En tout cas c’est un petit bouquin bien sympa qui procure un bon quart d’heure de fou rire et qui trouve facilement sa place dans la bibliothèque.
(Remarque : Les images que j’utilise pour illustrer ce billet sont bien entendu tirées du livre. Si quelqu’un estime qu’elles n’ont rien à faire là, qu’il me le dise et je les retirerai immédiatement, avec toutes mes excuses. Je ne veux en aucun cas que mon admiration pour leur auteur soit considérée comme du pillage et de l’abus.)
March 10 Balance plus fort, le berceau s'envoleRicky
De François Ozon. Avec Alexandra Lamy, Sergi Lopez, Mélusine Mayance, Arthur Peyret
Sortie : 11/02/09
Katie, mère célibataire qui élève seule sa fille de huit ans Lisa, rencontre Paco à l’usine où elle travaille. Ils se mettent en ménage, et bientôt la famille s’agrandit avec l’arrivée de Ricky. Le bébé s’avère très vite être extraordinaire : il lui pousse des ailes.
Un bébé volant, pourquoi pas le début d’un joli petit conte de fées pour faire rêver les enfants ? Sauf que ce ne sont pas des ailes d’anges qui poussent dans le dos du petit Ricky. Ca ressemblerait plutôt à des ailes de hibou. Curieux d’associer à un petit être rose et joufflu les attributs d’un animal nocturne, sombre et effrayant. Mais c’est effectivement une histoire sombre que nous raconte Ozon.
Ville du Nord, triste banlieue ouvrière, immeubles délabrés, deux-pièces miteux.

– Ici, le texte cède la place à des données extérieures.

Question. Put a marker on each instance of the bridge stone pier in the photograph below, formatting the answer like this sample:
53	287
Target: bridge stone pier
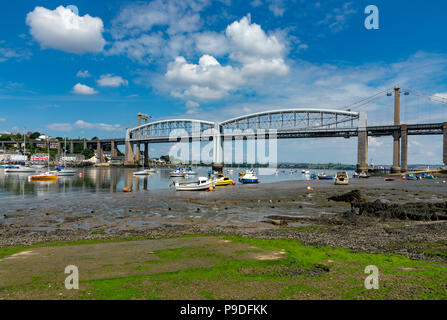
362	144
444	129
404	148
99	152
113	150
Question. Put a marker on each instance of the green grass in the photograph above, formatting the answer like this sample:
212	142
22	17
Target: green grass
303	272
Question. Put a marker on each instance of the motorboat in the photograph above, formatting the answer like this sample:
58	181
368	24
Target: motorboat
177	173
221	180
6	166
145	172
249	177
341	178
202	183
324	176
363	175
47	176
189	171
20	169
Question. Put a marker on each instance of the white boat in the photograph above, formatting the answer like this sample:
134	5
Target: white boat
202	183
46	176
177	173
341	178
20	169
190	172
145	172
249	177
66	172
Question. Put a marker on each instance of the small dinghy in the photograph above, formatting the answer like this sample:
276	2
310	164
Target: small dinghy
47	176
341	178
177	173
249	177
223	181
324	176
363	175
145	172
202	183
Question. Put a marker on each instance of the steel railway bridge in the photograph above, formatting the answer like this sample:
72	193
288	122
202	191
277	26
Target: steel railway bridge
282	124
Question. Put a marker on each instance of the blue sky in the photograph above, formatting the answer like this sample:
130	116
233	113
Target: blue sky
89	71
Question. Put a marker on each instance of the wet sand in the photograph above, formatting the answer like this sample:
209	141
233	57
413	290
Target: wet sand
242	209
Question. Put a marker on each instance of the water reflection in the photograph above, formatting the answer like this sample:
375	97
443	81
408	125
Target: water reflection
109	180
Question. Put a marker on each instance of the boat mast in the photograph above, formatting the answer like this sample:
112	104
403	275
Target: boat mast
65	150
24	140
48	150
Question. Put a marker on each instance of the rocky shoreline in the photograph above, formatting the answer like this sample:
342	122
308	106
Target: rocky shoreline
403	217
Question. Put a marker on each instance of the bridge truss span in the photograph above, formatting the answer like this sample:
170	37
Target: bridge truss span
165	130
294	120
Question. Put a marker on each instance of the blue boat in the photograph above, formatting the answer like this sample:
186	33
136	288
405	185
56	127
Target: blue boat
323	176
249	177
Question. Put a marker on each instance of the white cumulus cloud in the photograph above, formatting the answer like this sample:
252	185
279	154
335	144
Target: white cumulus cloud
83	74
62	29
66	127
110	80
257	56
83	89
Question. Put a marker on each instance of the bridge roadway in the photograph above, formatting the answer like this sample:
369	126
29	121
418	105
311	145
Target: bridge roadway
371	131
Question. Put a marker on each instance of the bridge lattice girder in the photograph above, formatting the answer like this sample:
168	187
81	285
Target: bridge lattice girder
283	121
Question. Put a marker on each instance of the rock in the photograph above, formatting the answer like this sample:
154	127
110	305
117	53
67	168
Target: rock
279	222
351	196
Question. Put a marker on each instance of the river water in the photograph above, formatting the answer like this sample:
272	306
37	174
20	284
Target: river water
110	180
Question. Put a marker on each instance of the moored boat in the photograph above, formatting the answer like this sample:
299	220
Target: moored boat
363	175
145	172
341	178
202	183
20	169
47	176
324	176
177	173
223	181
249	177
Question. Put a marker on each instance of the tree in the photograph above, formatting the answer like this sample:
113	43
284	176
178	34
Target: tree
5	137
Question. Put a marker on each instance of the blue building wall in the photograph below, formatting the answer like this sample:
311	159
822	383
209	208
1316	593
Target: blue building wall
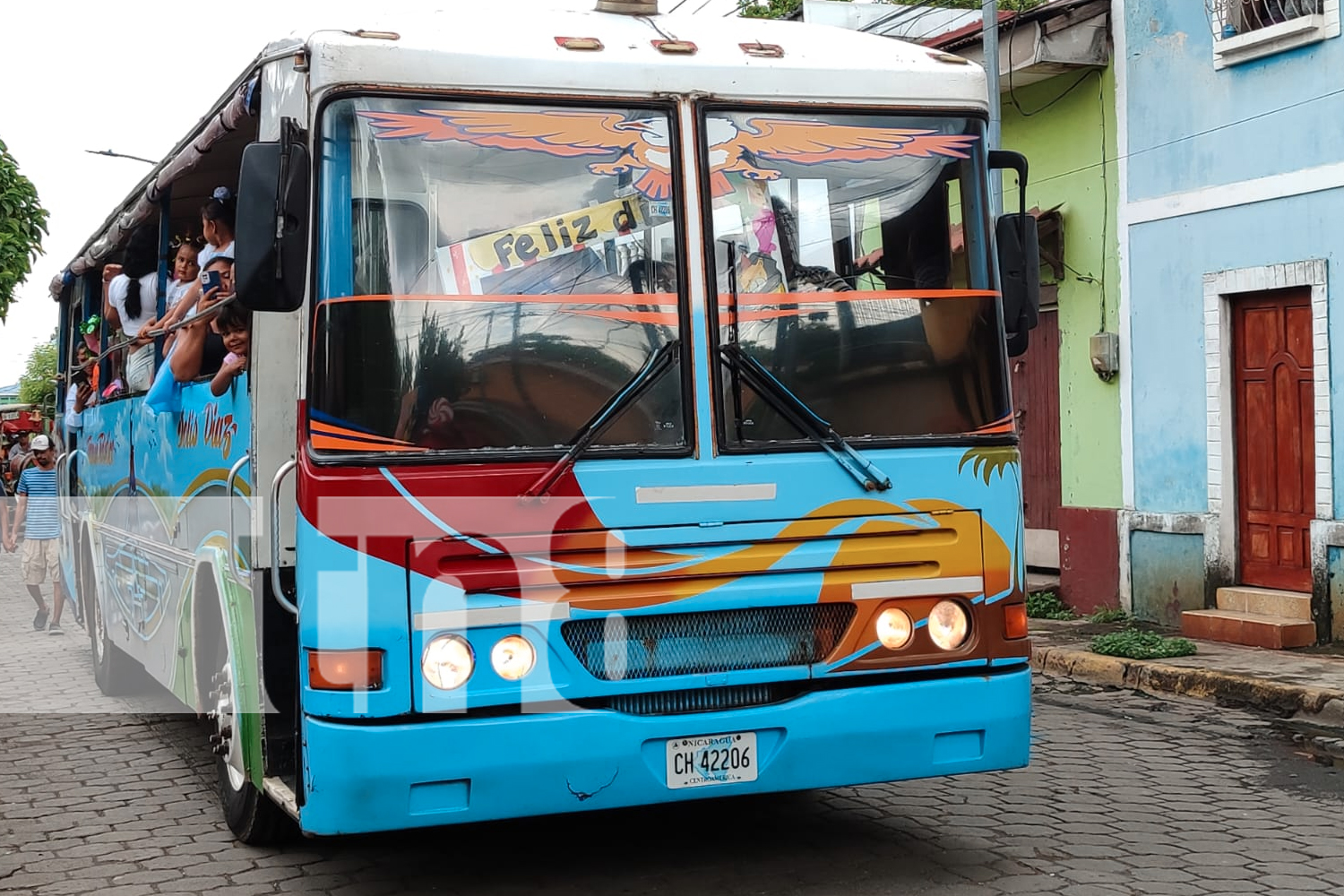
1290	105
1193	126
1168	261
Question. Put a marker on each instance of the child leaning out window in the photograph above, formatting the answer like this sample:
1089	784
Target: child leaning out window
234	327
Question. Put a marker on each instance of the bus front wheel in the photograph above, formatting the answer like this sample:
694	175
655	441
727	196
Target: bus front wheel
250	814
112	668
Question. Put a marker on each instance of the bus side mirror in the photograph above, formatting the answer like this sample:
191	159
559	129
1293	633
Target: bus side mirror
271	260
1019	258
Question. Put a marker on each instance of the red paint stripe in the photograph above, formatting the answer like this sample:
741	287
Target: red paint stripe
464	282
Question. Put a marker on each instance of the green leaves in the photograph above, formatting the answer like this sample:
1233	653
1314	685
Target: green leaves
986	462
1134	643
23	223
769	8
38	384
1046	605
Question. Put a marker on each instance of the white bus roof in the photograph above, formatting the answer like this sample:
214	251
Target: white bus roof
488	47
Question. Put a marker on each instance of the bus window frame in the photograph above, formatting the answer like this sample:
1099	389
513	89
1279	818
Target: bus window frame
701	110
671	107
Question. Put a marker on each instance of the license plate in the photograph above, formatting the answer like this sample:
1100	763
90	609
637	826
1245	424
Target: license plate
714	759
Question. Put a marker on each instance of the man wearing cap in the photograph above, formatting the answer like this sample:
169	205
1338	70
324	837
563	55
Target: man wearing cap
42	538
19	452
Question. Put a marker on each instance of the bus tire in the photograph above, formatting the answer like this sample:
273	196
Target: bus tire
249	813
112	668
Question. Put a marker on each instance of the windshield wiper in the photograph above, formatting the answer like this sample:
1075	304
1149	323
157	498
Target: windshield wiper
803	418
659	363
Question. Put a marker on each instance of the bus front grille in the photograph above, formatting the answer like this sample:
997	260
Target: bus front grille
674	702
620	648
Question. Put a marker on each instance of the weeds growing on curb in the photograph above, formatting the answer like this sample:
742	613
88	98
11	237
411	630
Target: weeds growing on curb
1134	643
1046	605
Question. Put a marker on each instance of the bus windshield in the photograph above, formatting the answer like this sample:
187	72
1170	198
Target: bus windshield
491	276
854	263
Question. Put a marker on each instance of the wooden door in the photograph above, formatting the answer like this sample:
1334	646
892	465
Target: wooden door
1276	470
1035	392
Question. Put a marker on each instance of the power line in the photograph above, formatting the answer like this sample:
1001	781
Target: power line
1195	134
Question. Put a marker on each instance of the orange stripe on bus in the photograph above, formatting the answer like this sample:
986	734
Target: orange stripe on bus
327	429
320	441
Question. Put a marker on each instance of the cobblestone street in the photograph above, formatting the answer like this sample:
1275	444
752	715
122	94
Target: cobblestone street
1125	796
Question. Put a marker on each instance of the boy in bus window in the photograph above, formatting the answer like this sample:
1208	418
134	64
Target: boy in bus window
234	328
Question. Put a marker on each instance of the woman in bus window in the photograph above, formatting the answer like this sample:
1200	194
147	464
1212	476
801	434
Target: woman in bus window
217	222
201	351
131	300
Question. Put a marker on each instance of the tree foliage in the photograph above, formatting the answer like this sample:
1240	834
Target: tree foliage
38	384
769	8
23	223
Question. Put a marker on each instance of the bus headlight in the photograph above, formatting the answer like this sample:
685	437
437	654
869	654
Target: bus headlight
894	627
513	657
448	661
949	625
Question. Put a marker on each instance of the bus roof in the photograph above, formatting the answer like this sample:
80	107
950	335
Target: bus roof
484	47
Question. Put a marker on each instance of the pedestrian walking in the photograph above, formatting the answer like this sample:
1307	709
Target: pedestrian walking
38	506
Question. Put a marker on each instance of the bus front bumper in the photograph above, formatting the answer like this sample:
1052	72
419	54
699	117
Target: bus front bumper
363	778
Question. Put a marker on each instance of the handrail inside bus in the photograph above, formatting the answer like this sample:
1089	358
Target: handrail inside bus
233	538
285	469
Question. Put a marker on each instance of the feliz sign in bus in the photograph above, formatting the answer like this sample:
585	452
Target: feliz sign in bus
529	244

C’est là que Katie et Lisa vivent, sans enthousiasme, sans joie. Katie est une mère seule, mais pas une mère courage. Sa complicité avec sa fille, elle en abuse, elle s’appuie dessus. Quand elle n’a plus d’énergie, c’est Lisa qui la sort du lit. Katie parvient parfois à rêver encore, à croire que son petit monde n’est pas si sordide. Lisa ne sourit déjà plus.
Quand Paco, puis Ricky, entrent dans leur vie, les liens familiaux changent. Ecartée de sa mère par son nouveau beau-père, elle se rapproche de lui quand Katie se consacre au bébé. Quand la charge de Ricky devient trop lourde pour sa mère, elle prend le relais.
C’est une étrange fable que ce Ricky. Elle traite à la fois de la difficulté de recomposer une famille, d’assumer ses enfants quels que soient les problèmes qu’ils posent, d’aller de l’avant même si on n’a pas vraiment l’espoir de sortir de sa crise.
Ozon a en tout cas un talent cukorien pour mettre en valeur ses actrices. Après l’époustouflante Angel qu’était Romola Garai, Alexandra Lamy est lumineuse dans un rôle aux antipodes de ce qu’elle a l’habitude de jouer, tour à tour extasiée, dépassée, amoureuse, heureuse, déprimée, déterminée. Et Mélusine Mayance est parfaite de justesse dans son rôle de petite fille qui grandit trop vite, toute en force et en tristesse.
Sans être encore une inconditionnelle de son cinéma, je commence à apprécier beaucoup Ozon. Son film a certes des défauts, il donne à fond dans le pathos par moments, et son propos n’est pas forcément limpide. (Comment lui sont venues ses ailes ? Est-ce un film fantastique ou simplement métaphorique ?) Mais ça reste un beau film, à tout le moins une succession habile de jolies scènes.